He was less creative in the quintet with Wilbur Harden on flugelhorn and Hugh Lawson on piano that recorded Jazz and the Sounds of Nature (october 1957), containing the six-minute Seulb, and its twin release Prayer to the East (october 1957), containing the 13-minute Endura (but most pieces were either covers or Harden compositions), and then (one day later) The Sounds of Yusef (october 1957) and its twin release Other Sounds (october 1957), containing the nine-minute Minor Mood. The instrumentation included turkish finger cymbals, rabat/rebob (a one stringed Arabic violin) and Chinese gong.

An euphonium-piano quintet recorded The Dreamer (june 1959), with Moon Tree and Valse Bouk, and its twin album Fabric of Jazz (june 1959), with Arjuna, The Dreamer and Oboe Blues. Lateef also played the oboe with the trumpet-piano quintet of Cry Tender (october 1959). But he was distracted by several conventional hard-bop albums.

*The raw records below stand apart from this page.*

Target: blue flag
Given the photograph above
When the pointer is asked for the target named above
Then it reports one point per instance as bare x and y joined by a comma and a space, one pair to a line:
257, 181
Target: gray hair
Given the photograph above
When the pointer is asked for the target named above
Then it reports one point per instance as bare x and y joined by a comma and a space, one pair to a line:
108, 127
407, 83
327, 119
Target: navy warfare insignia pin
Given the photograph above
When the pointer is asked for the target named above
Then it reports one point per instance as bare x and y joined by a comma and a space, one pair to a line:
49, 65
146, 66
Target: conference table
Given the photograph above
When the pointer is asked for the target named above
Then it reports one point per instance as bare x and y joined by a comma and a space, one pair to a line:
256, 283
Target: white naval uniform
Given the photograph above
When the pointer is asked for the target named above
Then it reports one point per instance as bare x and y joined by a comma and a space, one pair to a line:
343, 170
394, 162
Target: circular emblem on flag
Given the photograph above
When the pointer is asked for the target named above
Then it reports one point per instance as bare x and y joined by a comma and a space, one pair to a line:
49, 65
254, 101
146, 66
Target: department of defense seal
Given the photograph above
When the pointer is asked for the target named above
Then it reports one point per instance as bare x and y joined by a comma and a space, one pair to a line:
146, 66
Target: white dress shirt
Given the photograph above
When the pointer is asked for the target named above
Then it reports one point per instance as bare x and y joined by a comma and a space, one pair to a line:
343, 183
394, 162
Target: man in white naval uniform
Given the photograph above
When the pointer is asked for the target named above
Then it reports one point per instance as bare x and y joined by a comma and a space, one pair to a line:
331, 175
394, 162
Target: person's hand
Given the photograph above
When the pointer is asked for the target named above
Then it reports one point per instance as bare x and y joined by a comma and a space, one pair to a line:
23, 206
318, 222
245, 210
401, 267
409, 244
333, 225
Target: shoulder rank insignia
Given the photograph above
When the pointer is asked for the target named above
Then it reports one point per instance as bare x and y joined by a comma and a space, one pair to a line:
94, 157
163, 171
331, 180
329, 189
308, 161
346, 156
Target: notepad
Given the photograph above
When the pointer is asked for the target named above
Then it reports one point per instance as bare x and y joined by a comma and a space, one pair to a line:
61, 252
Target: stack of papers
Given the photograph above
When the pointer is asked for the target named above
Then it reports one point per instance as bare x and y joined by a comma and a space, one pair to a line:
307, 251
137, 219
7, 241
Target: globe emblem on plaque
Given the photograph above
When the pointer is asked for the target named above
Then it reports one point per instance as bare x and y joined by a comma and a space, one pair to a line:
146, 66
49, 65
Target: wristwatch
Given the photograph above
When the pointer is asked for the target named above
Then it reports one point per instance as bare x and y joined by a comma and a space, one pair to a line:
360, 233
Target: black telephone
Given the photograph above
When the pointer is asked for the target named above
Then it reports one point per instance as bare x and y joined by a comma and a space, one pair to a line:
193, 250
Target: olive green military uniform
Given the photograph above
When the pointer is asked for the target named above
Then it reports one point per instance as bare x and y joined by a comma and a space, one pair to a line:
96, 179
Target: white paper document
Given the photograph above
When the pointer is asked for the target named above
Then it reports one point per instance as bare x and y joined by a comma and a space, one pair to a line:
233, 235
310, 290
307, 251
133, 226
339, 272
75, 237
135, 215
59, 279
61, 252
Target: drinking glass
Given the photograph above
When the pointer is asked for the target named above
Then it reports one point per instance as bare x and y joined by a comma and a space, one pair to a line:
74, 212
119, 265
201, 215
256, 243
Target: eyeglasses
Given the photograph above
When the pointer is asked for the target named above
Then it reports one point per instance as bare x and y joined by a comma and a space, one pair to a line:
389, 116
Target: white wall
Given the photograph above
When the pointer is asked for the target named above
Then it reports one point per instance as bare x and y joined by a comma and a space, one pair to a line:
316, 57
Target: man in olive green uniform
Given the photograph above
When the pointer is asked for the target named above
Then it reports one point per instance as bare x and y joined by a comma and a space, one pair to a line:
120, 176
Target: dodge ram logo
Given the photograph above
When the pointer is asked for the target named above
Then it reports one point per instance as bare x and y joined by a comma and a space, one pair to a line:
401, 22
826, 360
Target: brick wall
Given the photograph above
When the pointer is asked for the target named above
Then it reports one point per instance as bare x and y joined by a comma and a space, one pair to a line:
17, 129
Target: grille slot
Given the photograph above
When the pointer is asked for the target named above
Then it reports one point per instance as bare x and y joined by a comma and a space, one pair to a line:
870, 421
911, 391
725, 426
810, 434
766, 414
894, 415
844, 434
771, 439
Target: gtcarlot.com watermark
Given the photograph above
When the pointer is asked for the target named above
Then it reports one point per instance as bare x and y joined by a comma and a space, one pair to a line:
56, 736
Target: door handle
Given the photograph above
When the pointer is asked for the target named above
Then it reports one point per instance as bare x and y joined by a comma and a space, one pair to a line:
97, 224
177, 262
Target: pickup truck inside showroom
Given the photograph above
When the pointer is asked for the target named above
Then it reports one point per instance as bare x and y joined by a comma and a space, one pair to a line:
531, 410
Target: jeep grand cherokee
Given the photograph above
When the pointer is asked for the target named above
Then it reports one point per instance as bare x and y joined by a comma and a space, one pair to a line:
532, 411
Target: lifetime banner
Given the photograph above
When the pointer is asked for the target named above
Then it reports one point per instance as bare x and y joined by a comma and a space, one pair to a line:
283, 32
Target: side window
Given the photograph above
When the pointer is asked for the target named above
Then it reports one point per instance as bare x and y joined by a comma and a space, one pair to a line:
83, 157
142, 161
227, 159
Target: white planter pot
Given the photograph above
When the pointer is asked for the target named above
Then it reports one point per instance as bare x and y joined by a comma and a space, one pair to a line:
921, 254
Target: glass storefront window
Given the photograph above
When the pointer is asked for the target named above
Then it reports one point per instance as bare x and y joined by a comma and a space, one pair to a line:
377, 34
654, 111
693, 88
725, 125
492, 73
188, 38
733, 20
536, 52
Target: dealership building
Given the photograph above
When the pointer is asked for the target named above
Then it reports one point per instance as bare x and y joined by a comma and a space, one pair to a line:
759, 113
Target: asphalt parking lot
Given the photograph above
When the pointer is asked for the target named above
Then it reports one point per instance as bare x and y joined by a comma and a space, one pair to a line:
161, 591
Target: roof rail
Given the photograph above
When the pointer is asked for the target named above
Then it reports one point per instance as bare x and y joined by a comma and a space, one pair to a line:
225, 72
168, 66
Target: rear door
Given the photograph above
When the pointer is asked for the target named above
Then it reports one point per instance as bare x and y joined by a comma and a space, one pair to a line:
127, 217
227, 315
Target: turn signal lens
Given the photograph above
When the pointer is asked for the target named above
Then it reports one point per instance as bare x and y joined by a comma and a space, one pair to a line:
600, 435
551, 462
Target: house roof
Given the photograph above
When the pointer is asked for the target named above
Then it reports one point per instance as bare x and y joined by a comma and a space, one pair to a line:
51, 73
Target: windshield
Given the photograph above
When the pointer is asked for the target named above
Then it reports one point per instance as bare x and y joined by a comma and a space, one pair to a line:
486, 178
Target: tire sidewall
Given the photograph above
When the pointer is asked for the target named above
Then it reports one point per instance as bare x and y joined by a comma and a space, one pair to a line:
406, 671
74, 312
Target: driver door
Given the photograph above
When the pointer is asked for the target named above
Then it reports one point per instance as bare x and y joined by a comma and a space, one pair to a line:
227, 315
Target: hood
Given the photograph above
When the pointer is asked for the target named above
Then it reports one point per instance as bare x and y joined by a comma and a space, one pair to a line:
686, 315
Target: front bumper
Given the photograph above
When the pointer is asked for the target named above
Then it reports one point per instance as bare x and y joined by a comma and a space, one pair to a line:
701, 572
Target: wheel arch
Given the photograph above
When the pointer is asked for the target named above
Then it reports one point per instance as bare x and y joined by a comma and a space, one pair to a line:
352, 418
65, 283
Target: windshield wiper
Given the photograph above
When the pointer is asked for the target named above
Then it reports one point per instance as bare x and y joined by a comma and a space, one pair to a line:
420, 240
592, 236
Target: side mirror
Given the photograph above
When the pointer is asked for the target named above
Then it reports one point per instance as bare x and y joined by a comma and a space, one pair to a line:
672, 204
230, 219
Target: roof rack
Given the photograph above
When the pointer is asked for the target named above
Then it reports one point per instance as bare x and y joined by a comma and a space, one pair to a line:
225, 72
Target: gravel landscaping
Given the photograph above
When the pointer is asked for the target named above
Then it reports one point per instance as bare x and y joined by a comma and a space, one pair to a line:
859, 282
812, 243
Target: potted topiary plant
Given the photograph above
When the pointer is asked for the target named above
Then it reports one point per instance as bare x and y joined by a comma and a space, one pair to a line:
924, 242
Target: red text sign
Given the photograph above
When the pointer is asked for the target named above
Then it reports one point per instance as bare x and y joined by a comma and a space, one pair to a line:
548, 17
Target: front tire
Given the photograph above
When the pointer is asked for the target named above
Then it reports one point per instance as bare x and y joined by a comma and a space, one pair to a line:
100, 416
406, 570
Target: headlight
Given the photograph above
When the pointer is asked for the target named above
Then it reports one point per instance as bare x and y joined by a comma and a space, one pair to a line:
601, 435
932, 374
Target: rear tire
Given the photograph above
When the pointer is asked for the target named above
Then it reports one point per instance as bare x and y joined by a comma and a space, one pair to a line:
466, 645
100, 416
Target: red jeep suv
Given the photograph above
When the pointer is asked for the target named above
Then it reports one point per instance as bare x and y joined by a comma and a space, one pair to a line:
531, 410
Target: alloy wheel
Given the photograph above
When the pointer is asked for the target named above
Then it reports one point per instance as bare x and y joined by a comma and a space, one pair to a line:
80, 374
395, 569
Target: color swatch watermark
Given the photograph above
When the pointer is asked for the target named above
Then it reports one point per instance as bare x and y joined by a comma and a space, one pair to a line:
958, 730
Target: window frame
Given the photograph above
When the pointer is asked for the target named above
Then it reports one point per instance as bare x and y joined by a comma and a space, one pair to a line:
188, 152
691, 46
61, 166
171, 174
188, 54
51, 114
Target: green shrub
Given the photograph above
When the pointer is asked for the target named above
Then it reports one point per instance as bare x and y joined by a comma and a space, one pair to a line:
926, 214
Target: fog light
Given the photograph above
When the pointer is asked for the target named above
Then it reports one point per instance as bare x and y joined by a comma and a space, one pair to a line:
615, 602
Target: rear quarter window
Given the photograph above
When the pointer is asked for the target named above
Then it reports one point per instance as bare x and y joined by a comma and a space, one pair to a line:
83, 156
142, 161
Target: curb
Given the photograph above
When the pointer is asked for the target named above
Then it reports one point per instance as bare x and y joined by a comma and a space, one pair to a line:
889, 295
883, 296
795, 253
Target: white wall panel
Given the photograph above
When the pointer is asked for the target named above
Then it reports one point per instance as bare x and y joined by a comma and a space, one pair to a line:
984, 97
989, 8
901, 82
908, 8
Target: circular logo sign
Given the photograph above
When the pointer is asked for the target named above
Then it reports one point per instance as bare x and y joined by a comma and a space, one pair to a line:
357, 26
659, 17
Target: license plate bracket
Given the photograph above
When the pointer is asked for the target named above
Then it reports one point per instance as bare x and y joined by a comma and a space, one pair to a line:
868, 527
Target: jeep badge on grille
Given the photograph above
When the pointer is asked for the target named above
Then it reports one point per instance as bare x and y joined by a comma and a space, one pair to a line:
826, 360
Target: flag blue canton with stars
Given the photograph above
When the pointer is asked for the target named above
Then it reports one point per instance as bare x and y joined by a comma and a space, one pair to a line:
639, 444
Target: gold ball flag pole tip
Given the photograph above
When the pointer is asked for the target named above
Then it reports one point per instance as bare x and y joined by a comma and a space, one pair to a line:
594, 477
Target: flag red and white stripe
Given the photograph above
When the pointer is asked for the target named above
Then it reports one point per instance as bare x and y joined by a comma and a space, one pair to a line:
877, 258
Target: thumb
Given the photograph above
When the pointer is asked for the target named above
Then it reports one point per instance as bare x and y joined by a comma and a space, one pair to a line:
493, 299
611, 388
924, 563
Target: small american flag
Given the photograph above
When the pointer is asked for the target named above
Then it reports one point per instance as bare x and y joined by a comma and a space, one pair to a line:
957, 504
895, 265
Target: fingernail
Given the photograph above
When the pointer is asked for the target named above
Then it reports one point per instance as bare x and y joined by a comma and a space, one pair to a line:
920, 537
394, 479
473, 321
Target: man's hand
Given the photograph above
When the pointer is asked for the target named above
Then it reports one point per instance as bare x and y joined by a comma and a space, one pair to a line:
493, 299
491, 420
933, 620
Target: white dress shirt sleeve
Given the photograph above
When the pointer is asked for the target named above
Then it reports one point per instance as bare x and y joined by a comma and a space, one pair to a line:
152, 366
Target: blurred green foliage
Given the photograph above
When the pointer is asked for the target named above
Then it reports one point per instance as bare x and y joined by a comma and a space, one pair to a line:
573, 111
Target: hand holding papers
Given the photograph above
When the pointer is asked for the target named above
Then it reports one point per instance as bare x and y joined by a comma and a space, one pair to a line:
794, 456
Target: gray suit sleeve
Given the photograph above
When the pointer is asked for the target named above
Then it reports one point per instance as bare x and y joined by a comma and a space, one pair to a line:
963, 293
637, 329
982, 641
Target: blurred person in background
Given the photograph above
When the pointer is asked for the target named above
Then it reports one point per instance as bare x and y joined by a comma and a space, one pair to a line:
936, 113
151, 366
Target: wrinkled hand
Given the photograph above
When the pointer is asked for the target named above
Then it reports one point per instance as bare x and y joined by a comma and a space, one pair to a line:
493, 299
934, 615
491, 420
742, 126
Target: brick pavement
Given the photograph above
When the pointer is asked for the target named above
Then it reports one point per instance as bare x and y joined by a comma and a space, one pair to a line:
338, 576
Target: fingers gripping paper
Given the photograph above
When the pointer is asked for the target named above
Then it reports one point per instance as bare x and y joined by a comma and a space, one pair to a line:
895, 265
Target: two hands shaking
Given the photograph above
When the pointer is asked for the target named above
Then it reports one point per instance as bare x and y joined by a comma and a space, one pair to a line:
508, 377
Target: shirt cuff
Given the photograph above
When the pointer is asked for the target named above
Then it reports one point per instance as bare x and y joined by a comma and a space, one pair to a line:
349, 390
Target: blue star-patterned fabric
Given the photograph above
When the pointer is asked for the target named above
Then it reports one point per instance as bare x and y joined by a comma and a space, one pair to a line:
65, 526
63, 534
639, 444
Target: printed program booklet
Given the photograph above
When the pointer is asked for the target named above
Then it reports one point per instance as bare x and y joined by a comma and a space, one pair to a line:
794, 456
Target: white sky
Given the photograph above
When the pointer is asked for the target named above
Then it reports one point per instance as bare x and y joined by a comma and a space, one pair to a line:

After he moved to New York, Lateef drifted away from hard-bop and refined an exotic and sometimes abstract blues music that was only his own. The ensemble music of The Centaur and the Phoenix (june 1961) for a nonet, such as Iqbal, led to Eastern Sounds (september 1961), on which Lateef played a variety of reed instruments backed by a traditional rhythm section of piano, bass and tabla-like percussion, with pieces such as Plum Blossom (for a Chinese clay flute), Snafu (for tenor sax), Blues For The Orient (for oboe).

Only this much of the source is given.